‘Undervalued’ Javier Assad showing Cubs he can handle whatever is thrown his way
Javier Assad is coming into his own in the Cubs bullpen, but is that the long-term role for the young right-hander?
It has been an up-and-down year for Assad, who will turn 26 next week.
He made his MLB debut late last season and impressed in the rotation with a 3.11 ERA in 9 games (8 starts).
Over the offseason, he worked on increasing his velocity and pitched for Team Mexico in the World Baseball Classic, where he put himself on the national radar with 6 strikeouts in 5.2 shutout innings.
That work earned Assad a place in the Opening Day bullpen, but he struggled out of the gate, allowing multiple runs in each of his first 3 outings of the season.
He has already been optioned to Triple-A Iowa three separate times this year but the last couple of months have brought stability for Assad.
Since June 16, Assad carries a sparkling 0.54 ERA after allowing only 1 run in 16.2 innings across 6 outings. He has 17 strikeouts in that stretch working as a long reliever in the Cubs bullpen.
On Thursday, he stopped the bleeding and shut down the Cardinals offense over 4 shutout innings. On Sunday, he got the last 5 outs of the game and allowed only a lone hit, bringing his season ERA down to 3.65.
“I just feel like he’s found his rhythm and gotten to a nice, comfortable role down there and picking us up,” David Ross said. “And takes pride in that and understands it’s just about going out and doing the best he can in those types of games where we’ve used him.
“He’s really valued in the organization and an arm that we can use down there. … It’s a pretty good string of outings he’s put together and some good numbers against some really good teams. Love to see some 96 mph, 95s out of him. The stuff’s ticked up within that role as well. He’s an important piece.”
The Cubs began the year with both Assad and Keegan Thompson filling multi-inning roles in the bullpen. But Thompson has fallen on tough times and is currently in the minor leagues.

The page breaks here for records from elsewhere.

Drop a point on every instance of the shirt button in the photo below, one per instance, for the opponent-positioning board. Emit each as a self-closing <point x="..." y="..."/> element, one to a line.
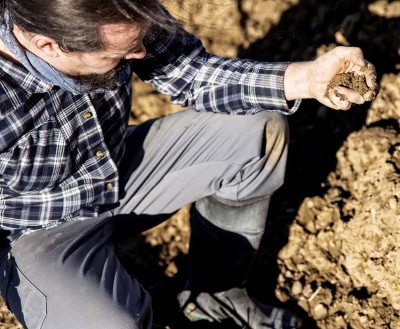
<point x="100" y="154"/>
<point x="87" y="115"/>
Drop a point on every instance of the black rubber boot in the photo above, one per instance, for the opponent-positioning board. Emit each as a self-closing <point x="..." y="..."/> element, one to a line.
<point x="220" y="259"/>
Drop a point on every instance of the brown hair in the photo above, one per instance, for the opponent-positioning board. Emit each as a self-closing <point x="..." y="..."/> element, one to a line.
<point x="74" y="24"/>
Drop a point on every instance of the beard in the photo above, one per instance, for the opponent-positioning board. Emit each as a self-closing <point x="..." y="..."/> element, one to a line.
<point x="106" y="80"/>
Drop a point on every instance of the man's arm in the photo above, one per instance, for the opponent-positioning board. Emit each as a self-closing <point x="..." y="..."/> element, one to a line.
<point x="178" y="65"/>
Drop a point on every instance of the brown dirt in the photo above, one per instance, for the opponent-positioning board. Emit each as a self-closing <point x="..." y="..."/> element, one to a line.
<point x="331" y="252"/>
<point x="349" y="80"/>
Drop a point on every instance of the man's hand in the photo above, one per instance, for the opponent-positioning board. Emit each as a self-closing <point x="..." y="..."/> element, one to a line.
<point x="311" y="79"/>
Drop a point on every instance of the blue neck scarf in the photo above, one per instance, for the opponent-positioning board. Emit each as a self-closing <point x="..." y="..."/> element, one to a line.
<point x="37" y="66"/>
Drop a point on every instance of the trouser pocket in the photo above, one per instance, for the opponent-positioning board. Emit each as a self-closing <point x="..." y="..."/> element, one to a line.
<point x="24" y="299"/>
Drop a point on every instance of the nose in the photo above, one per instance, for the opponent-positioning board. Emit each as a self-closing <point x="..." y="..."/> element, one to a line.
<point x="137" y="54"/>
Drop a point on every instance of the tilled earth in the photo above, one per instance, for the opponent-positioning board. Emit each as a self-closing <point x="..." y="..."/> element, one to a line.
<point x="331" y="252"/>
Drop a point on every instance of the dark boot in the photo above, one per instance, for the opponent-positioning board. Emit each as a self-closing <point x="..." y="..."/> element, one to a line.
<point x="220" y="254"/>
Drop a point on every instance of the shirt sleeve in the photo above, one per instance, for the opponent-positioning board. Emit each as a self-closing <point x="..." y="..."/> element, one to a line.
<point x="178" y="65"/>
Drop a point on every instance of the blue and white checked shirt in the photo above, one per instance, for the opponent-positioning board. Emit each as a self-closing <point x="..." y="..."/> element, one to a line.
<point x="59" y="152"/>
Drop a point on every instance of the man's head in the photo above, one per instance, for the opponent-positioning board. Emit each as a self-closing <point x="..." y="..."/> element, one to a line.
<point x="86" y="39"/>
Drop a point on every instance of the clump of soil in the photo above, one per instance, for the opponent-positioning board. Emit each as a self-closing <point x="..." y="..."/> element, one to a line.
<point x="351" y="80"/>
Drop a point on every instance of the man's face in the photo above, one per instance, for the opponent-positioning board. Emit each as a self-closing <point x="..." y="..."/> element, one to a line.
<point x="99" y="68"/>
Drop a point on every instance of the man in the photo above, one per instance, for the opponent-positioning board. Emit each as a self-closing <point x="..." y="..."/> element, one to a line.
<point x="71" y="167"/>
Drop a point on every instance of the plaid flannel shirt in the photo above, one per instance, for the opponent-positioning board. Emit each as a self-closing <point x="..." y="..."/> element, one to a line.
<point x="59" y="152"/>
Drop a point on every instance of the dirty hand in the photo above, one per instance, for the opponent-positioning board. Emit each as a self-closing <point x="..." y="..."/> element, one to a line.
<point x="319" y="79"/>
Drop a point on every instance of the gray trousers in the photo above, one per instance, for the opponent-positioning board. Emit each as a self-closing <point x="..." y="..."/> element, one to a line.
<point x="69" y="277"/>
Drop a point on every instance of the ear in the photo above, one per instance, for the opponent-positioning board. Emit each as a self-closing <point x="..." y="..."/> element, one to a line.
<point x="45" y="46"/>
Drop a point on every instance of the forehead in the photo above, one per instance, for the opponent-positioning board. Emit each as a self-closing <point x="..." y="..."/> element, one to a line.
<point x="120" y="36"/>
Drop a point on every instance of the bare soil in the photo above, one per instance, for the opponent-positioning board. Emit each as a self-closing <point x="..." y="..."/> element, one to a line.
<point x="331" y="252"/>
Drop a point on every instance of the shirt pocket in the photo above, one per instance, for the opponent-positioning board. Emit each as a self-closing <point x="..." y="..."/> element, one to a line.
<point x="40" y="160"/>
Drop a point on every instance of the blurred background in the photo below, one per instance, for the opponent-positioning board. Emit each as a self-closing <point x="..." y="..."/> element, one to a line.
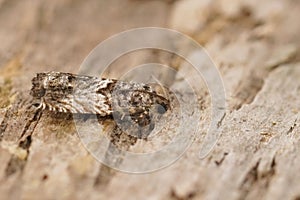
<point x="247" y="40"/>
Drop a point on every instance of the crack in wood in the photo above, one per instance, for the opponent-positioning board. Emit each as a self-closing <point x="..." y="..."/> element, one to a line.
<point x="254" y="176"/>
<point x="219" y="162"/>
<point x="4" y="123"/>
<point x="292" y="127"/>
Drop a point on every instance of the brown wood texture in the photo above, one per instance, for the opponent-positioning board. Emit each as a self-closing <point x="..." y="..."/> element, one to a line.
<point x="255" y="45"/>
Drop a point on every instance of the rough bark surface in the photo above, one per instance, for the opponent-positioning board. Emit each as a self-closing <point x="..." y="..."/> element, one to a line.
<point x="255" y="45"/>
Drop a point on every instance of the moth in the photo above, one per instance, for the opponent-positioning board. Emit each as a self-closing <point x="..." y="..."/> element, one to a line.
<point x="136" y="105"/>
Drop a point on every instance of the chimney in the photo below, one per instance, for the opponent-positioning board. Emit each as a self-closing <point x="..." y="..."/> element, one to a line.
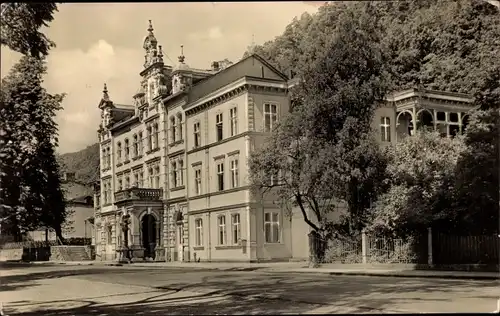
<point x="215" y="66"/>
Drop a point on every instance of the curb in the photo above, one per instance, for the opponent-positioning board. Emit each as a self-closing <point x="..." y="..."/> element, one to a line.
<point x="430" y="276"/>
<point x="393" y="275"/>
<point x="274" y="270"/>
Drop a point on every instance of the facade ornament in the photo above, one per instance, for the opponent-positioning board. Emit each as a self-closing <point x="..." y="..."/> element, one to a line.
<point x="105" y="95"/>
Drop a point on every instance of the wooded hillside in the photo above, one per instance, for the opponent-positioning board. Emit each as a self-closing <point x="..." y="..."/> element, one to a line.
<point x="84" y="163"/>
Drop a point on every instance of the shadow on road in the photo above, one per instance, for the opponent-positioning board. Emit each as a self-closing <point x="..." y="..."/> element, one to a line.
<point x="211" y="292"/>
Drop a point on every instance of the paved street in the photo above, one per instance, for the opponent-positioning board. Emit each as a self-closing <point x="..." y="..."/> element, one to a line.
<point x="93" y="290"/>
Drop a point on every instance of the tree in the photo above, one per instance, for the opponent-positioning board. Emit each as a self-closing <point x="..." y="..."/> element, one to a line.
<point x="20" y="24"/>
<point x="323" y="151"/>
<point x="476" y="192"/>
<point x="54" y="211"/>
<point x="420" y="180"/>
<point x="27" y="114"/>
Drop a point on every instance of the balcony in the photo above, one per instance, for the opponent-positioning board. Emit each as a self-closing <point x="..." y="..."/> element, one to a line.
<point x="138" y="194"/>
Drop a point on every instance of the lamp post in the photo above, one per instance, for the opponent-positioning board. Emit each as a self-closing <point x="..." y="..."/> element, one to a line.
<point x="125" y="226"/>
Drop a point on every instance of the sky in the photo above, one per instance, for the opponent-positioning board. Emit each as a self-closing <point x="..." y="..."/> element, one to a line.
<point x="101" y="43"/>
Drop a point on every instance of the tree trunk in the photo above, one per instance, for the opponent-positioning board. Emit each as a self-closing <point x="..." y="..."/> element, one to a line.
<point x="59" y="233"/>
<point x="317" y="249"/>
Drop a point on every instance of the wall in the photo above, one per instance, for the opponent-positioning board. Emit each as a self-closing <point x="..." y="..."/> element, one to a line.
<point x="76" y="226"/>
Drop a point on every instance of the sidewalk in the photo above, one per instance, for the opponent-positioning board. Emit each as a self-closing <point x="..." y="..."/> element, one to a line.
<point x="296" y="267"/>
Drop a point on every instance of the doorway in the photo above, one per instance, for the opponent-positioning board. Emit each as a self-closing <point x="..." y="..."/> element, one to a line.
<point x="149" y="235"/>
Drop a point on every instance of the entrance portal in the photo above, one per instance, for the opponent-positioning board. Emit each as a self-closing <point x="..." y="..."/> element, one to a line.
<point x="149" y="235"/>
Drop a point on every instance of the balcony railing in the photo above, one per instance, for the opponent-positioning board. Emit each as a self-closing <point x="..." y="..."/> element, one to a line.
<point x="141" y="194"/>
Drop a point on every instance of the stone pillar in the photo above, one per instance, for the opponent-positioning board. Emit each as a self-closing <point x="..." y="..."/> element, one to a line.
<point x="364" y="246"/>
<point x="429" y="246"/>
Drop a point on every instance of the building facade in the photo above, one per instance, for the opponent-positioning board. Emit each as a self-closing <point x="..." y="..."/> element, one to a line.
<point x="176" y="159"/>
<point x="80" y="204"/>
<point x="176" y="162"/>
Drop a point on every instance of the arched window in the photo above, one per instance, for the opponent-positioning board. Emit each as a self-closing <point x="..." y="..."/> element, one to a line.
<point x="136" y="146"/>
<point x="173" y="129"/>
<point x="119" y="152"/>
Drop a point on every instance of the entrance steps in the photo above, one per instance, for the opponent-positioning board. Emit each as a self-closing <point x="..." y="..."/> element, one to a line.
<point x="70" y="253"/>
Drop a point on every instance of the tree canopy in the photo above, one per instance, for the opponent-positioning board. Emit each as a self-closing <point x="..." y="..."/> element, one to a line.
<point x="432" y="44"/>
<point x="27" y="114"/>
<point x="20" y="25"/>
<point x="323" y="150"/>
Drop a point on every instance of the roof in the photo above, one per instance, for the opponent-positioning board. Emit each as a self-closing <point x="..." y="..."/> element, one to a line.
<point x="84" y="199"/>
<point x="245" y="67"/>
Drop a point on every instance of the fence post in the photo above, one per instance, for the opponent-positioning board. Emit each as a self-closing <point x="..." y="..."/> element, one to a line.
<point x="429" y="246"/>
<point x="364" y="246"/>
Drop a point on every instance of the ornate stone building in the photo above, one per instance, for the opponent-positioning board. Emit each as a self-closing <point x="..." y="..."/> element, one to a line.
<point x="175" y="160"/>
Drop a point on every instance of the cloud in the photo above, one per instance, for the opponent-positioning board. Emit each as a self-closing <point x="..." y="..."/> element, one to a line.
<point x="109" y="49"/>
<point x="81" y="75"/>
<point x="215" y="33"/>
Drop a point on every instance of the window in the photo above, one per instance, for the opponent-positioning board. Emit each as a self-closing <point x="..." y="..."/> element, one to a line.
<point x="180" y="126"/>
<point x="173" y="129"/>
<point x="150" y="177"/>
<point x="150" y="138"/>
<point x="222" y="229"/>
<point x="157" y="176"/>
<point x="156" y="135"/>
<point x="108" y="151"/>
<point x="136" y="179"/>
<point x="140" y="144"/>
<point x="141" y="179"/>
<point x="272" y="227"/>
<point x="220" y="176"/>
<point x="135" y="152"/>
<point x="127" y="150"/>
<point x="197" y="135"/>
<point x="119" y="152"/>
<point x="235" y="222"/>
<point x="199" y="231"/>
<point x="385" y="129"/>
<point x="275" y="178"/>
<point x="197" y="181"/>
<point x="234" y="173"/>
<point x="174" y="173"/>
<point x="270" y="116"/>
<point x="218" y="126"/>
<point x="127" y="182"/>
<point x="104" y="192"/>
<point x="103" y="160"/>
<point x="180" y="166"/>
<point x="109" y="234"/>
<point x="234" y="121"/>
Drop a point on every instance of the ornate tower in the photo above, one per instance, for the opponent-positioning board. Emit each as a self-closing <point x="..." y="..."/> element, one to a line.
<point x="105" y="106"/>
<point x="179" y="79"/>
<point x="154" y="74"/>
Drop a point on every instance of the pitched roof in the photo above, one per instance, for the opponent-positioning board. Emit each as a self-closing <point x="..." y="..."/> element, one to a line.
<point x="232" y="73"/>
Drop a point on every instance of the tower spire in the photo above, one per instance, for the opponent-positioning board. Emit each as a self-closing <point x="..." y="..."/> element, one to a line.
<point x="181" y="57"/>
<point x="150" y="28"/>
<point x="105" y="95"/>
<point x="251" y="48"/>
<point x="160" y="53"/>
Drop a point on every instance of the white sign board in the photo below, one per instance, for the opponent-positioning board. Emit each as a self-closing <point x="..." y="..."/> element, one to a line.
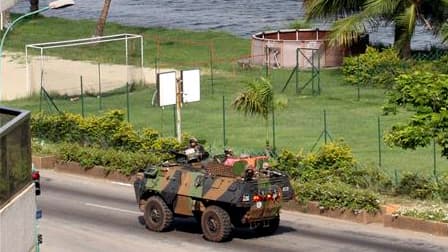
<point x="191" y="85"/>
<point x="166" y="88"/>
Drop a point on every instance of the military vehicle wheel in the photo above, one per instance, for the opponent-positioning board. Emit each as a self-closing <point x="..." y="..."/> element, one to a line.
<point x="269" y="230"/>
<point x="158" y="217"/>
<point x="216" y="224"/>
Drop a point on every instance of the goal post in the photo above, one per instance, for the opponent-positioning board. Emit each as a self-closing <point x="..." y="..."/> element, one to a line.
<point x="62" y="76"/>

Hayden Wesneski has also served as the long man at times this season but he is currently being stretched out as a starter with Triple-A Iowa.
Assad’s success in that role is a welcome development for the Cubs simply because they’ve needed it. But does that mean his future is in the bullpen?
“No. He’s definitely undervalued in that role,” Ross said. “What we’ve needed down there as a whole that’s solidified our bullpen to be able to pitch a little bit better was having a guy that can suck down some innings when things don’t go right. Him being able to build upon that, you’re just trying to find other opportunities for him.
“I think we still see him as a legit starter. We have some young starters coming. He’s a guy that did really nice in that role.”
The Cubs’ rotation right now is filled with veterans like Marcus Stroman, Kyle Hendricks, Drew Smyly and Jameson Taillon. Taillon is signed through 2026 and Smyly is under contract through next season. Stroman can opt out after 2023 and Hendricks has an option for 2024.
Justin Steele earned his first All-Star bid this summer and can’t become a free agent until after the 2027 campaign.
There has not been much room in the Cubs rotation this year, though that might change at the trade deadline or if injuries strike.
Long-term, Assad will have to compete with the likes of Wesneski and prospects Ben Brown and Jordan Wicks (among others) for rotation spots. There is no clear path but Assad can force the issue with continued success at the big-league level.
Ross believes part of his solid run lately has been relying on his fastball more. For his part, Assad believes it’s simply about confidence and improved comfort pitching as a reliever.
He has leaned on his fellow bullpen mates and learned that he needed to adjust quicker in games since he no longer has the luxury to ease into outings like he did as a starter.
“One thing they’ve told me is the key is to come out and try to throw that first strike and try to get that first batter out,” Assad said through team translator Fredy Quevedo Jr.
Long-term, Assad would prefer to be a starter. But right now he’s just happy to help the team however he can.
“I do see myself back in the rotation,” he said. “Would love to go back in the rotation. I would definitely like to be a starter but whatever opportunity and whatever the team needs from me, I’m willing to fill in that role and just do my best.”